A seleção é rigorosa e as bolsas nunca chegam a 100%, mas quem tentou diz que vale a pena



Pedro Ladeira/Esp. CB/D.A Press


O objetivo é claro: jogar futebol profissionalmente. Com essa meta, três brasilienses decidiram buscar, em universidades americanas, a chance que as instituições brasileiras não oferecem. Se, no Brasil, o caminho para sair do amadorismo são os clubes, nos Estados Unidos, o esporte universitário é a porta de entrada para a liga profissional. E o atleta ainda recebe uma bolsa para estudar. Assim, além de poder se aperfeiçoar no esporte, o aprovado sai com diploma de uma escola estrangeira, a experiência de morar no exterior e inglês fluente.

Luiz Eduardo Junqueira, 25 anos, Leandro Caldas, 23, e Fernando Almeida, 19, estão dispostos a deixar a família e os amigos para encarar a empreitada. Embarcam no fim de julho rumo à América do Norte. Perseguir o sonho, porém, não é tão fácil quanto parece. Ser um excelente jogador de futebol aparece apenas como a primeira de uma série de requisitos no processo para conseguir a bolsa — que, é bom ressaltar, dificilmente chega a 100%. 

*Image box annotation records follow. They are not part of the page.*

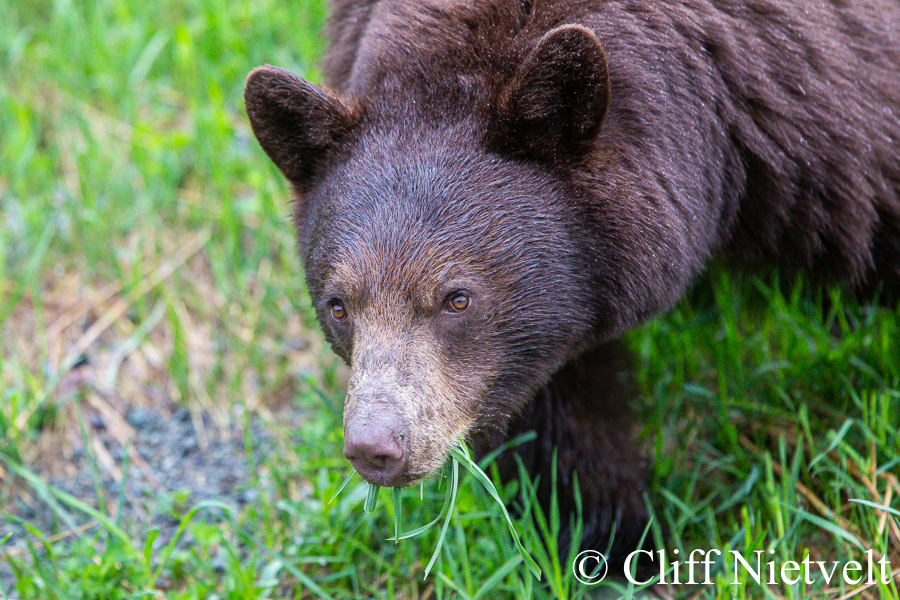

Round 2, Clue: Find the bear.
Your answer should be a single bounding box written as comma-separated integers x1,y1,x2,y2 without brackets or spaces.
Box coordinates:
244,0,900,563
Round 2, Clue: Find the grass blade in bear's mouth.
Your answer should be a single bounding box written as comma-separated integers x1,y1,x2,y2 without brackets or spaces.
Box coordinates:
363,483,381,512
331,442,541,579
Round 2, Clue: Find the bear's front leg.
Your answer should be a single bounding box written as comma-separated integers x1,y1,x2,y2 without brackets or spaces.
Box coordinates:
482,341,649,565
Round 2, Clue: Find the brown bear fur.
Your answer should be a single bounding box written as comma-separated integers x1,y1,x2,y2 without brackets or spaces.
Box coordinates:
245,0,900,560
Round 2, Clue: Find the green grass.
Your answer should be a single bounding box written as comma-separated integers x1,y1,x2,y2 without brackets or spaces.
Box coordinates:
0,0,900,599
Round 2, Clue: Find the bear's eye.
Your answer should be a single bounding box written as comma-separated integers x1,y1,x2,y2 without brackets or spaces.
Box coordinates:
447,294,469,313
331,302,347,321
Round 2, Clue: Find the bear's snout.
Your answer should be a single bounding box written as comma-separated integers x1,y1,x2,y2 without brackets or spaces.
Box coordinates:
344,421,408,487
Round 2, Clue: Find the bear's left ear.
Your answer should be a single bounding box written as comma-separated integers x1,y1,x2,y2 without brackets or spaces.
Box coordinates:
493,25,609,160
244,65,360,191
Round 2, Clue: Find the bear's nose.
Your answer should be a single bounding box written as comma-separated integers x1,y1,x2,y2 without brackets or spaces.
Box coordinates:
344,424,406,487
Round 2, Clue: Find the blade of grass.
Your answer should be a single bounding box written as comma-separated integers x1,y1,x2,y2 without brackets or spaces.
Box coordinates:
450,443,541,579
363,483,381,512
328,469,356,504
423,457,459,579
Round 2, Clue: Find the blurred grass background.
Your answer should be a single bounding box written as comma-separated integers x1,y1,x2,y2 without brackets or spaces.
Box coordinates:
0,0,900,599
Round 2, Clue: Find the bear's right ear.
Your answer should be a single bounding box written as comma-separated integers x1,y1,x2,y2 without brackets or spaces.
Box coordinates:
493,25,609,161
244,65,359,190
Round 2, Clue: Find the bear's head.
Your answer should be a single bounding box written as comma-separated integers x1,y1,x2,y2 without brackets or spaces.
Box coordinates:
245,26,609,486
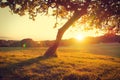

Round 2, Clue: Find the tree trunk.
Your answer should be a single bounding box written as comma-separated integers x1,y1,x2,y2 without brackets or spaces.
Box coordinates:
44,11,84,57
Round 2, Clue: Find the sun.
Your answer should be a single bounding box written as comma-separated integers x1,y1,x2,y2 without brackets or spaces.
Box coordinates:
75,34,84,41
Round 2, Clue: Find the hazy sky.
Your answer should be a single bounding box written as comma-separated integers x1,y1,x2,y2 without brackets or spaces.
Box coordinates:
0,8,103,40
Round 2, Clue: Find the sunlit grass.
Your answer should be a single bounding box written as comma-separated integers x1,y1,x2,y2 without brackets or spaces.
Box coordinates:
0,43,120,80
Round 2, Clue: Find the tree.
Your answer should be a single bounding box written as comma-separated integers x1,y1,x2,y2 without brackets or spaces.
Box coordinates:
0,0,120,56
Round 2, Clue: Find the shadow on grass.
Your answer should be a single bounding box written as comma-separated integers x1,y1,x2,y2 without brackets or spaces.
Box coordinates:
0,56,50,80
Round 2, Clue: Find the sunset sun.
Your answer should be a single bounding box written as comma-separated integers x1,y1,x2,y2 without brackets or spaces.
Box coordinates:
75,34,84,41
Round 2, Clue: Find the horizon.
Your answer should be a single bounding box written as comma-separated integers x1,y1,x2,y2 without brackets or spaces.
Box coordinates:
0,8,103,41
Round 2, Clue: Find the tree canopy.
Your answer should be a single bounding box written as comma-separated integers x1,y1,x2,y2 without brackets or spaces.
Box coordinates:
0,0,120,32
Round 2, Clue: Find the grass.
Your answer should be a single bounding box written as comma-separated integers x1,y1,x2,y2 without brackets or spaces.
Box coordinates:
0,44,120,80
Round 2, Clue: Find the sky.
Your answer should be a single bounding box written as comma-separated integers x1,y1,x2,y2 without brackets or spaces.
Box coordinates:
0,8,103,41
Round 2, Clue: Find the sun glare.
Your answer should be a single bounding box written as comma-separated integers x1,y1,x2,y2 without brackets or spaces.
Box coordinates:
75,35,84,41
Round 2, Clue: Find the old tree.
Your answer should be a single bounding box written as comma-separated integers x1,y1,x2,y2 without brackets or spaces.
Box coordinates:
0,0,120,56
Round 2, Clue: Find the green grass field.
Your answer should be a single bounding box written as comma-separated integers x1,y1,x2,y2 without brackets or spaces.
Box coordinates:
0,43,120,80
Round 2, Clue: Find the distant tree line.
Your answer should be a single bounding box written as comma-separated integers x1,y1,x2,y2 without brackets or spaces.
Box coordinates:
0,34,120,47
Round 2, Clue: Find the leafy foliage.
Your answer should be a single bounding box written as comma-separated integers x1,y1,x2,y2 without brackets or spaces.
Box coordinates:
0,0,120,32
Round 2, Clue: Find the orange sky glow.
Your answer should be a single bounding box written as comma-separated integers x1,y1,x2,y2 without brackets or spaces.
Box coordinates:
0,8,103,41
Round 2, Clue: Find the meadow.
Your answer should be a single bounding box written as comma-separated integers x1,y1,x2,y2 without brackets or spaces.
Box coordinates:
0,43,120,80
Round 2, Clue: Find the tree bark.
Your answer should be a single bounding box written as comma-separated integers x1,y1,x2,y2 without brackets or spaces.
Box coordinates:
44,11,85,57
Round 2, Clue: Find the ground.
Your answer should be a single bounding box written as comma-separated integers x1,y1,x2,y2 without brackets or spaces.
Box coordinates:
0,43,120,80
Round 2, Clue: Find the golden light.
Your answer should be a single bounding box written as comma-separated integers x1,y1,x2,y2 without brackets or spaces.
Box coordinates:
75,34,85,41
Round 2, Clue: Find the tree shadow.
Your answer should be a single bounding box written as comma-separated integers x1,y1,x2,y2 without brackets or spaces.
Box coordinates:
0,56,51,80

Mas qualquer ajuda serve nesses casos, até porque a média de gastos anuais de um atleta com a universidade é de US$ 18 mil, ou R$ 31 mil. O nível de proficiência em inglês, o visto de estudante e a documentação escolar brasileira, traduzida para o inglês, são outras exigências que demandam tempo e fisgam o bolso dos atletas.

O processo é tão longo que Luiz Eduardo, ex-jogador do CFZ, já desistiu uma vez. “É muita burocracia, desanima”, conta. A admissão leva em torno de seis meses, sem contar a fase de testes e idas aos Estados Unidos. Ele, por exemplo, só conseguiu uma vaga após aparecer pessoalmente nas universidades. Deu certo. Recebeu três propostas e optou pela Kean University, que disputa a NCAA, liga universitária americana dedicada aos atletas com melhor nível técnico.

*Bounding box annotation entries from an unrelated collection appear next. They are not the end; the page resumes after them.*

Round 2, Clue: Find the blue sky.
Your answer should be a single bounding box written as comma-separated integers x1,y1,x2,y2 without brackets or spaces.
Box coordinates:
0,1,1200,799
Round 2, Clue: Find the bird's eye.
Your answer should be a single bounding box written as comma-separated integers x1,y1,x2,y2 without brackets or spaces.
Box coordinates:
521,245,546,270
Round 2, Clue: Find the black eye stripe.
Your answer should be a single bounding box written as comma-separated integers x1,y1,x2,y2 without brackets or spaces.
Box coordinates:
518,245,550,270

Lá, o rapaz terá bolsa de 60%, moradia e alimentação por conta da escola. “Eu não sei o que vou conseguir, até porque já estou na idade limite para jogar, mas, se não der certo, volto com um diploma de uma universidade muito boa”, considera. Assim como para Luiz Eduardo, a prioridade de Fernando Almeida é se tornar profissional. O rapaz, que já passou pelo Gama, quer aproveitar que ainda está novo e cheio de disposição: “Aqui no Brasil, as oportunidades até surgem, mas lá, acredito que terei mais chances”. Ele vai estudar administração na Buduque College, em Iowa, também com bolsa de 60%.

Outras prioridades

Leandro Caldas até pensa em se tornar profissional, mas não iria para os Estados Unidos se não fosse pela oportunidade de estudar. Já formado em ciência da computação, está em busca da segunda graduação. Vai cursar administração na Briarcliffe College, em Nova York. “Na minha casa, a prioridade sempre foi o estudo, mesmo meus pais me apoiando a jogar futebol”, ressalta. Ele já está pensando em estender a temporada fora para fazer um MBA. “O futebol vai financiar o que quero”, acredita.

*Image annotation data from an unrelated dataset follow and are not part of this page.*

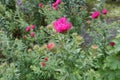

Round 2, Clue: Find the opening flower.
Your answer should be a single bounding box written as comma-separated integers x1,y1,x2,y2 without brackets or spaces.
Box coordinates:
41,62,46,67
53,17,72,33
91,44,98,50
44,57,48,61
109,42,115,47
91,11,100,19
102,9,108,14
52,5,59,10
38,3,43,8
52,0,61,10
31,25,35,29
26,26,30,32
30,32,35,37
47,42,55,50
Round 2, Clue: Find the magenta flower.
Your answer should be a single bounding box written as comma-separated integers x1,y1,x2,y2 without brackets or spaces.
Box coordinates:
52,0,61,10
38,3,43,8
91,11,100,19
55,0,61,4
53,17,72,33
30,32,35,37
109,42,115,47
26,26,30,32
102,9,108,14
52,5,58,10
31,25,35,29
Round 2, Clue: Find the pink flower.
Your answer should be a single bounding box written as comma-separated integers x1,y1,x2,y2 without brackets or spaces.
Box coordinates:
92,11,100,19
30,32,35,37
44,57,48,61
53,17,72,33
47,42,55,50
26,26,30,32
52,5,58,10
52,0,61,10
109,42,115,47
38,3,43,8
55,0,61,4
102,9,108,14
31,25,35,29
41,62,46,67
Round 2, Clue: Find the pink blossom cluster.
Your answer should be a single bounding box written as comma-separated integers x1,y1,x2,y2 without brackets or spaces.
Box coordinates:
52,0,61,10
26,25,35,37
91,9,108,19
38,3,43,8
53,17,72,33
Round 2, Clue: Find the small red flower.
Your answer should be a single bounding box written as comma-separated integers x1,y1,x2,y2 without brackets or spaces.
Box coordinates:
44,57,48,61
38,3,43,8
102,9,108,15
30,32,35,37
47,42,55,50
41,62,46,67
109,42,115,47
31,25,35,29
26,26,30,32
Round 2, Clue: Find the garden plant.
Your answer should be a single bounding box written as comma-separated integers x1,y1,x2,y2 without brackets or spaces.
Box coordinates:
0,0,120,80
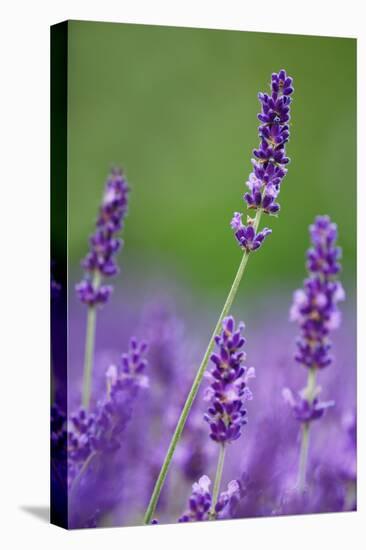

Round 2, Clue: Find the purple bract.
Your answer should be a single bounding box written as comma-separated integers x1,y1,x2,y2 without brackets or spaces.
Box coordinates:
178,475,240,523
76,169,129,306
204,317,254,444
244,69,294,219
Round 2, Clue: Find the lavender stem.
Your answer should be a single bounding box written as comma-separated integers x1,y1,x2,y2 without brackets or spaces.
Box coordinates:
82,271,101,410
144,208,262,525
296,368,316,493
209,443,226,520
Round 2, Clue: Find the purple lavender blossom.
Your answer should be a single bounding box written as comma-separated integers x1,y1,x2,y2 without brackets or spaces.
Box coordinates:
178,475,239,523
231,69,294,252
231,212,272,252
76,169,129,306
283,216,345,423
244,69,294,214
290,216,345,378
68,338,148,484
282,388,335,422
244,69,294,214
204,317,255,444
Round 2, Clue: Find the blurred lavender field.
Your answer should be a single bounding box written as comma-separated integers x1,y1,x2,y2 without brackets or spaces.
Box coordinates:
51,285,356,527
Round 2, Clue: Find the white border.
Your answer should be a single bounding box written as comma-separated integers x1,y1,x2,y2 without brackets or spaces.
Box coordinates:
0,0,366,550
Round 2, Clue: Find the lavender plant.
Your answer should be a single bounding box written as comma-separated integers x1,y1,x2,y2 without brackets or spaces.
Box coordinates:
76,169,129,409
144,69,293,524
68,338,149,527
204,317,255,519
283,216,345,492
178,475,240,523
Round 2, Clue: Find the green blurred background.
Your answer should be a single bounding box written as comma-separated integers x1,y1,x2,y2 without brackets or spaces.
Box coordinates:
68,21,356,296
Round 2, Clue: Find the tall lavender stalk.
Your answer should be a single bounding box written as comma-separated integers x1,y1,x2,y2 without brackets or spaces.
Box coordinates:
144,69,293,524
283,216,345,492
76,169,129,409
205,317,255,519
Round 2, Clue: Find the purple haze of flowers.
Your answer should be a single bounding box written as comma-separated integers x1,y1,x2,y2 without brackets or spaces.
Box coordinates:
178,475,240,523
204,317,255,443
76,169,129,306
283,216,345,422
68,338,148,483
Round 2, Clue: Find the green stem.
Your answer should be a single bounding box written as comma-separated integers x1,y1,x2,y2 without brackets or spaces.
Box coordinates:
296,368,316,493
209,443,226,520
82,271,101,410
144,210,262,525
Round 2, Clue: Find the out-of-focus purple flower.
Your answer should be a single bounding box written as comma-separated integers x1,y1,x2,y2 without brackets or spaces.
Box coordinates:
290,216,345,369
283,216,345,423
341,411,357,482
204,317,254,443
178,475,239,523
231,212,272,252
244,69,294,214
68,338,148,483
282,388,334,422
76,169,129,306
51,405,67,464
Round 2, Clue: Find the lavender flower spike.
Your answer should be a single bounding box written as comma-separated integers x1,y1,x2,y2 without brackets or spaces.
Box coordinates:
231,69,294,252
68,338,149,485
144,70,293,525
231,212,272,252
283,216,345,490
76,169,129,409
76,169,129,306
204,317,255,444
178,475,240,523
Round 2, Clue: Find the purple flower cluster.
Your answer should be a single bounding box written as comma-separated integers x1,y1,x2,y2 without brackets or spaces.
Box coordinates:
231,69,294,252
282,388,334,422
284,216,345,422
244,69,294,214
68,338,148,482
204,317,254,444
51,405,67,464
290,216,345,369
230,212,272,252
178,475,240,523
76,169,129,306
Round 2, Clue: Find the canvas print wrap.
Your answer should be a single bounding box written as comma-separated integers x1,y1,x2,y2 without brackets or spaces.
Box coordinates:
51,21,356,529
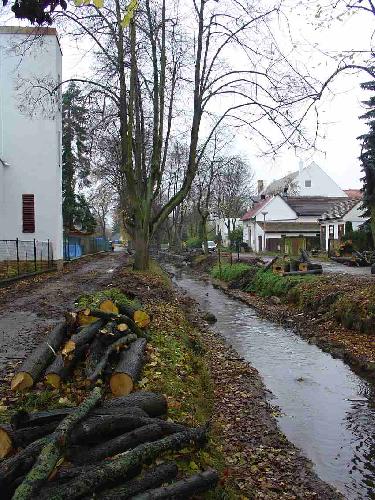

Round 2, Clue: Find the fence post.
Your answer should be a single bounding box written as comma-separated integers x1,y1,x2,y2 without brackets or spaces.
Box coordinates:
34,238,36,272
16,238,20,276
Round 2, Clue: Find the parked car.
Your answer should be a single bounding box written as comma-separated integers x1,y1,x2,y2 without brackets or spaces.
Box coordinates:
202,241,217,252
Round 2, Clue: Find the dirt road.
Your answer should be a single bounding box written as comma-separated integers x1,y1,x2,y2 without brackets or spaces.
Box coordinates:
0,253,126,372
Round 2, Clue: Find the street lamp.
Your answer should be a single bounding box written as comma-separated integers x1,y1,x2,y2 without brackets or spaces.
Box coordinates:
261,212,268,252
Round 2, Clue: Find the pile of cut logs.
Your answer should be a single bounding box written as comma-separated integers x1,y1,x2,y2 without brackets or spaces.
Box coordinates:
0,387,218,500
11,300,150,396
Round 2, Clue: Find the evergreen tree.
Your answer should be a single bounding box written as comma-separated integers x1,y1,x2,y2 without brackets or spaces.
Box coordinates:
62,83,96,231
359,81,375,243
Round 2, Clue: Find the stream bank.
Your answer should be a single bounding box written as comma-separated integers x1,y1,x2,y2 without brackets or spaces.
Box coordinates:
167,267,375,499
0,256,340,500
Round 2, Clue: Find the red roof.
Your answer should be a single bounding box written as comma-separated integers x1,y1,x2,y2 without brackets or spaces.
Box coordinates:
241,198,270,220
344,189,362,200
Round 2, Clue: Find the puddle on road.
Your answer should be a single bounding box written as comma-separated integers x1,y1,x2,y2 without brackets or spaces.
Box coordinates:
166,265,375,499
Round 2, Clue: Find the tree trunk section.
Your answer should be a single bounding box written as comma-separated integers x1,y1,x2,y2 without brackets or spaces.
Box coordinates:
109,339,147,396
11,321,66,391
11,406,149,430
97,463,178,500
133,470,219,500
68,424,167,465
33,429,206,500
70,414,186,444
88,333,138,382
44,344,89,389
62,319,106,356
13,387,101,500
134,234,150,271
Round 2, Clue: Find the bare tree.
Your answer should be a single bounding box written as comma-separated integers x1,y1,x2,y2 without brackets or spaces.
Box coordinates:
88,182,114,238
16,0,348,269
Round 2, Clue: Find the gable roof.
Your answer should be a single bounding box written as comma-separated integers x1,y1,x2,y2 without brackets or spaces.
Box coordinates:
344,189,362,200
241,198,271,221
257,221,320,233
262,170,299,195
283,196,350,218
319,198,361,220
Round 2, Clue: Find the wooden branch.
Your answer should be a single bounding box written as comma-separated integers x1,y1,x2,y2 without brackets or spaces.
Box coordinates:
10,321,66,391
13,387,101,500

No caso de Leandro, o processo para conseguir a bolsa foi menos complicado. Ele jogava pelo Dom Pedro, em 2009, quando o time dos bombeiros disputou duas partidas contra o Botafogo pela Copa do Brasil. Um olheiro o convidou a fazer testes em universidades americanas. Só agora, porém, ele decidiu mesmo ir para lá. E está animado: “Posso sonhar em ser jogador e, de quebra, poder estudar”.

Não deu certo, mas valeu


O consultor técnico em redes, Felipe Amado, 22 anos, se formou, em 2010, em administração voltada para tecnologia da informação, como bolsista da Briarcliffe College. Apesar de ter recebido proposta de trabalho, não se interessou: “Era para jogar na Costa Rica e achei que seria melhor voltar para casa”.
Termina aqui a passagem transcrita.